Political campaigns increasingly rely on technology but have small teams, creating cybersecurity vulnerabilities that cybercriminals can exploit.
Will Hurd, a former Republican congressman from San Antonio, said election misinformation is a real threat to American Democracy.
Hurd, a former 2024 presidential candidate, cybersecurity expert, and former undercover officer in the CIA, spoke at a Thursday half-day summit at Google’s downtown office in Austin. Defending Digital Campaigns, a Google Partner, put on the event. The organization provides political parties and campaigns with knowledge, products, and services to protect themselves from cyber threats and attacks. More than 100 people attended the event, including leading experts in politics and technology.
Hurd said the future of cybersecurity will be a battle between good AI versus bad AI. New tools like Generative AI easily create text, images, and videos with large language models, known as LLMs, like OpenAI’s ChatGPT, Google’s Gemini, Athropic’s Claude.Ai, and others.
Hurd said AI can be used for good, to get the correct information out there, and to facilitate helpful discourse. It’s a tool; use it to promote good conversations, he said.
“That’s the only way we’re going to keep this little experiment called Democracy safe,” Hurd said. “The bad guys aren’t necessarily smarter than you. Truth is on your side. Use it. Harness it.”
Hackers have created havoc with misinformation in past election campaigns, and this year, with Generative AI, the situation will only worsen. In February 2024, the Federal Communications Commission issued a cease-and-desist letter against Texas-based Lingo Telecomm, which is alleged to have originated robocall traffic using AI-generated voice technology to impersonate President Joe Biden and tell voters not to vote in the New Hampshire primary election.
Hurd said misinformation first began circulating through social media during the 2016 Presidential elections, and Blactivist and Southern Pride were some of the originators of posting misinformation campaigns.
“These were two organizations that the Russian Internet Research Agency built and ran social media campaigns,” Hurd said.
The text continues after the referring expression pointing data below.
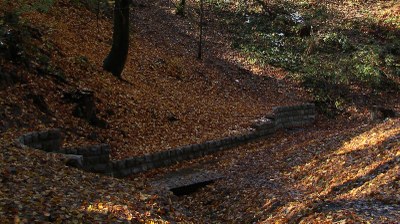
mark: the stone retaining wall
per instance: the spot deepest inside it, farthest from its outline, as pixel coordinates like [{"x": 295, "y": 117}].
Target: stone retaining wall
[
  {"x": 96, "y": 158},
  {"x": 282, "y": 118}
]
Those campaigns reached hundreds of thousands of people.
“It’s not just the Russians we have to worry about,” Hurd said.
One of China’s latest campaigns is targeting Texas and spreading misinformation across social media about political unrest in the state stemming from immigration and border disputes with the Federal government, Hurd said. The online chatter is about an impending civil war. The U.S. State Department released its first report in September 2023 on the People’s Republic of China’s information manipulation.
“Why are they doing that?” Hurd said. “It’s to erode trust in our institutions. It’s not about influencing the actual vote count. It’s not about ten votes here or there. It’s to erode trust in our institutions because when we are battling each other, we’re not battling them.”
Hurd said that the U.S. has known for years that Chinese hackers have been in some of the U.S.’s critical infrastructure, which should be a considerable concern.
Hurd said the world is already experiencing an infodemic, with information overload from the Internet and social media, and AI will make it even worse.
Information that AI allows us to release into the ether will lead people to do one of three things: they are going to revert to things they already know and people they already trust or straight out reject even if the information is accurate, or they’re going to get duped, Hurd said.
Protecting the democracy starts with protecting yourself, Hurd said.
“Don’t let the bad guys into your systems,” he said.
It’s simple, Hurd said. Hurd said don’t click on phishing messages like fake receipts or messages about other stuff from people you don’t know. He said that is a real tech scam, and 90 percent of cyber hacks start with a phishing expedition. It’s OK to ignore it, he said.
Hurd said that half of all current attacks could have been prevented with updated software.
“Update your freakin’ software, y’all,” Hurd said.
If people do these two things, they protect themselves, their campaigns, their candidates, and their principles, and “you’re preventing the Chinese, the Russians, and the Iranians from gaining access to information they could potentially use in the future,” he said.